La definizione ficiniana della magia è chiara: scopo delle operazioni magiche è l'azione sulle cose superiori delle cose
inferiori a esse corrispondenti e che fungono da esche, attirandole nei tempi opportuni.
Per avere una chiara idea di queste operazioni, sarà opportuno analizzare il significato delle tre componenti che
costituiscono l'attività di seduzione magica:
-le presenze superiori: i demoni; i doni del mondo animato, che sono recipienti naturali di pneuma, dotati della
proprietà di nutrire lo spirito umano in virtù della legge di solidarietà pneumatica delle parti dell'universo; i doni delle
stelle viventi sono le proprietà dei pianeti secondo le loro rispettive posizioni, ovvero secondo i tempi opportuni.
I rimedi della iatromatematica (unione medicina e astrologia) dipendono completamente dalla esatta composizione dei
pianeti e dei segni che in un dato momento governano un dato punto del corpo (es. un chirurgo non potrà operare un
organo malato se la Luna si trova nel segno dello zodiaco cui l'organo attiene, altrimenti l'umidità del pianeta
determinerebbe immediatamente le più gravi complicazioni).
L'influenza dei pianeti sulle parti del nostro corpo determina il genere di rimedi astrologici che bisogna somministrare
secondo i casi; del resto, la farmacologia è una delle più importanti branche della magia.
-le cose inferiori, ovvero le esche: la magia pneumatica di Ficino ha come scopo il miglioramento delle condizioni
spirituali, fisiche, psichiche e sociali dell'operatore stesso o del suo cliente; le attività principali del mago sono la
teurgia e la medicina.
Le piante, le pietre, i metalli, ecc utilizzate secondo la posizione dei pianeti nello zodiaco, esercitano un'influenza
positiva sullo spirito del teurgo o sullo stato di salute di un malato; gli amuleti, i talismani e le immagini possono
avere, a seconda dei casi, un effetto protettivo o terapeutico.

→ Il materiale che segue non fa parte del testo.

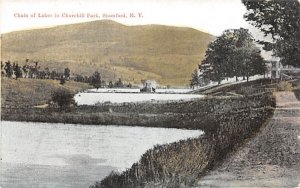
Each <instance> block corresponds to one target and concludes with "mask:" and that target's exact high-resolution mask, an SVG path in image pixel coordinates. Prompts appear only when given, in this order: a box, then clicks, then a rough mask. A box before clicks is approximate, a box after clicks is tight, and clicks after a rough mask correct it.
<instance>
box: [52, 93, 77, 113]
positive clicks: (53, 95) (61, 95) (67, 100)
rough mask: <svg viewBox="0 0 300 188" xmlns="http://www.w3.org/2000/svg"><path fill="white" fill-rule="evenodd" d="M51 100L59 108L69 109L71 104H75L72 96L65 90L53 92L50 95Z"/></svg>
mask: <svg viewBox="0 0 300 188" xmlns="http://www.w3.org/2000/svg"><path fill="white" fill-rule="evenodd" d="M51 99H52V101H53V102H54V103H56V104H57V105H58V106H59V107H60V108H66V107H70V105H71V104H75V100H74V99H73V94H72V93H71V92H70V91H68V90H66V89H59V90H57V91H54V92H53V93H52V95H51Z"/></svg>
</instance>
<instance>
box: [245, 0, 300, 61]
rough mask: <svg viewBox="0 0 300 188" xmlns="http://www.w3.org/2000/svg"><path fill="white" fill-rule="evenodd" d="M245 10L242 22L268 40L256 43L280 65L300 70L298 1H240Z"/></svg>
mask: <svg viewBox="0 0 300 188" xmlns="http://www.w3.org/2000/svg"><path fill="white" fill-rule="evenodd" d="M242 3H243V4H244V5H245V6H246V8H247V10H248V11H247V13H246V14H245V15H244V18H245V19H246V20H247V21H249V22H250V23H251V24H252V25H253V26H255V27H256V28H258V29H259V30H260V31H262V32H263V33H264V34H265V36H271V38H272V40H271V41H265V40H264V41H259V42H260V43H261V44H263V45H264V49H265V50H267V51H273V55H274V56H277V57H280V58H281V63H282V64H283V65H293V66H295V67H300V3H299V1H298V0H268V1H267V0H256V1H253V0H242Z"/></svg>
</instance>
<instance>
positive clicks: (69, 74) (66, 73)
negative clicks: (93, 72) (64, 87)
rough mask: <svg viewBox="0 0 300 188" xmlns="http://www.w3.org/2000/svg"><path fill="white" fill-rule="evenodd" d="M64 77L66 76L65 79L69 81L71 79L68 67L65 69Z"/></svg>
mask: <svg viewBox="0 0 300 188" xmlns="http://www.w3.org/2000/svg"><path fill="white" fill-rule="evenodd" d="M64 76H65V79H67V80H68V79H69V78H70V69H69V68H68V67H67V68H65V71H64Z"/></svg>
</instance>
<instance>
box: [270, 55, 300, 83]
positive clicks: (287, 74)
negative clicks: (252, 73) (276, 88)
mask: <svg viewBox="0 0 300 188" xmlns="http://www.w3.org/2000/svg"><path fill="white" fill-rule="evenodd" d="M269 62H270V63H271V70H270V72H271V78H273V79H281V80H286V79H292V78H293V76H292V75H293V74H292V73H293V72H299V71H300V69H299V68H295V67H293V66H291V65H282V64H281V63H280V61H279V60H277V61H269Z"/></svg>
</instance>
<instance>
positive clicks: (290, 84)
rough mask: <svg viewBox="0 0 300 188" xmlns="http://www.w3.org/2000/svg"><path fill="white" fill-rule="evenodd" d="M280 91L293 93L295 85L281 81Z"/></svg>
mask: <svg viewBox="0 0 300 188" xmlns="http://www.w3.org/2000/svg"><path fill="white" fill-rule="evenodd" d="M278 90H279V91H292V90H293V85H292V84H291V83H289V82H287V81H281V82H280V83H279V84H278Z"/></svg>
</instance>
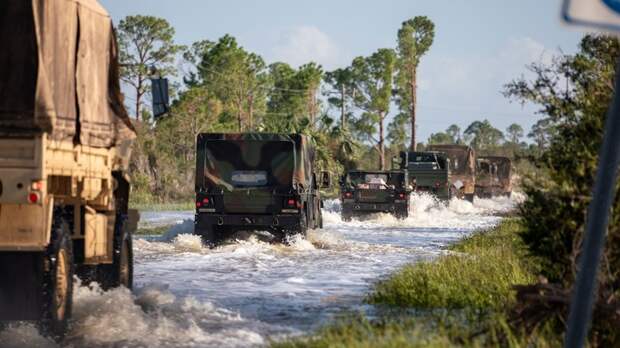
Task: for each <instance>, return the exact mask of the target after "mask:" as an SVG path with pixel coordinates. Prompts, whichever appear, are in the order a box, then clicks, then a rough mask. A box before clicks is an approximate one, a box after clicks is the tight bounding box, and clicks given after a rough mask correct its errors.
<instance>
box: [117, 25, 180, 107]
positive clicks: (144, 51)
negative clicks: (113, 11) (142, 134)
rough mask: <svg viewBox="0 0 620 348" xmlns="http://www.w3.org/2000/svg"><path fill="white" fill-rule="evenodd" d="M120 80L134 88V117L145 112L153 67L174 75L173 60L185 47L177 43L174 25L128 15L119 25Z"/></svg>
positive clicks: (164, 71) (166, 74) (162, 73)
mask: <svg viewBox="0 0 620 348" xmlns="http://www.w3.org/2000/svg"><path fill="white" fill-rule="evenodd" d="M118 43H119V50H120V61H121V79H122V80H123V82H125V83H127V84H128V85H129V86H131V87H132V88H133V89H134V90H135V105H134V108H135V110H134V111H135V117H136V119H139V118H140V115H141V114H142V110H141V109H142V103H143V97H144V95H145V94H146V93H147V87H148V84H147V83H146V80H147V79H148V78H149V75H150V72H151V70H152V69H156V70H157V72H158V73H160V74H162V75H174V74H175V72H176V70H175V68H174V65H173V63H174V60H175V56H176V54H177V53H178V52H179V51H180V50H181V49H182V48H183V46H180V45H176V44H175V43H174V28H173V27H172V26H171V25H170V24H169V23H168V22H167V21H166V20H165V19H163V18H158V17H152V16H128V17H125V18H123V19H122V20H121V21H120V23H119V25H118Z"/></svg>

Gli stessi rimedi possono essere impiegati per ottenere risultati diversi: es. successo sociale, facilità
nell'apprendimento o nell'esercizio di una professione, armonia nei rapporti intersoggettivi, ecc; è quindi facile intuire
come vi sia una posizione favorevole delle stelle e un modo di servirsene.
L'arsenale della magia è formato da una serie di sostanze che hanno un determinato rapporto con gli astri, e l'uso delle
quali può essere sia diretto che indiretto: nel primo caso si tratta di pozioni o di talismani semplici; nel secondo, di
oggetti più complessi fabbricati secondo i «tempi opportuni» per immagazzinarvi l'influenza benefica di una certa
configurazione della mappa celeste.
A ogni pianeta si ricollega, sulla Terra, tutta una serie di cose, le quali sono la materia prima per la fabbricazione di
talismani astrologici; in ogni caso, Ficino attribuisce a questi qualità inferiori quelle dei rimedi e degli unguenti.

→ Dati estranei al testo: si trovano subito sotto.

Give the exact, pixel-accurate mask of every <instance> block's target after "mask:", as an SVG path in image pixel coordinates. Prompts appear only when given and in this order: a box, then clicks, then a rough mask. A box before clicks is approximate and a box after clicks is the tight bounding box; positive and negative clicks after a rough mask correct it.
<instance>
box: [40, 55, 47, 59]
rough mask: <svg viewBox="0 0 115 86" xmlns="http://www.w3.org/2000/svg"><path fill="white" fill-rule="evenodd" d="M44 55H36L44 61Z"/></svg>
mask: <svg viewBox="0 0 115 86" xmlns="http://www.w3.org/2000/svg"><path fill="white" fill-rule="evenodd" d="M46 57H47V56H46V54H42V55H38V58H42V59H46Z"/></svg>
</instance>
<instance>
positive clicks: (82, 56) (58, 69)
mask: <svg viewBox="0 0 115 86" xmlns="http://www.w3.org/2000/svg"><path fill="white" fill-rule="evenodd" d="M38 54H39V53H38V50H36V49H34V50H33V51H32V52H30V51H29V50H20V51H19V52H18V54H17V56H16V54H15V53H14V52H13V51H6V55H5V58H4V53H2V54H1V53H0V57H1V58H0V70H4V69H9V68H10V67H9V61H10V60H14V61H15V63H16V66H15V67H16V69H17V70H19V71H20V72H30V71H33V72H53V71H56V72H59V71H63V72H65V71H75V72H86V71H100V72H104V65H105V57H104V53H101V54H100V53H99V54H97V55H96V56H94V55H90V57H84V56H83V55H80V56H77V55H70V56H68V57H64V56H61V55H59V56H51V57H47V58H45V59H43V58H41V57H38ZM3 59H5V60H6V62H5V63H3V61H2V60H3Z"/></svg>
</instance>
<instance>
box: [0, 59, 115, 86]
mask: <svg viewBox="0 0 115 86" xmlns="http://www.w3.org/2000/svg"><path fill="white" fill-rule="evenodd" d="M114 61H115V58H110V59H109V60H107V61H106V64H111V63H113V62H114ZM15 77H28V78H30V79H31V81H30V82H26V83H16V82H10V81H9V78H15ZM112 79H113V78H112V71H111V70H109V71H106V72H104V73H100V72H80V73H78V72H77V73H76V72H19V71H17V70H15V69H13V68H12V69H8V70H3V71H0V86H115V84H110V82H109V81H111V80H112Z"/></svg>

-i tempi opportuni: essi, per confezionare una pozione o un talismano, dipendono completamente dalla posizione dei
pianeti nello zodiaco e nelle «case» celesti (l’aggettivo “celeste” in questo caso significa etero/quintessenziale, poiché
l’etere era la sostanza del cielo. Ricordiamo che il pneuma umano è della stessa natura).
È facile capire quanto stretti dovessero essere i rapporti tra magia, arte della memoria e glittica (tecnica d’incisione su
pietre dure e preziose): si riteneva che i talismani rappresentassero entità personificate dello zodiaco, che l'operatore
aveva memorizzato e impresso nella sua fantasia per servirsene a ogni fine utile; dotati di esistenza autonoma e
comparendo realmente nell'apparato pneumatico del mago esperto, in fondo questi strani personaggi sono i celebri
demoni abitanti tutte le zone del cosmo.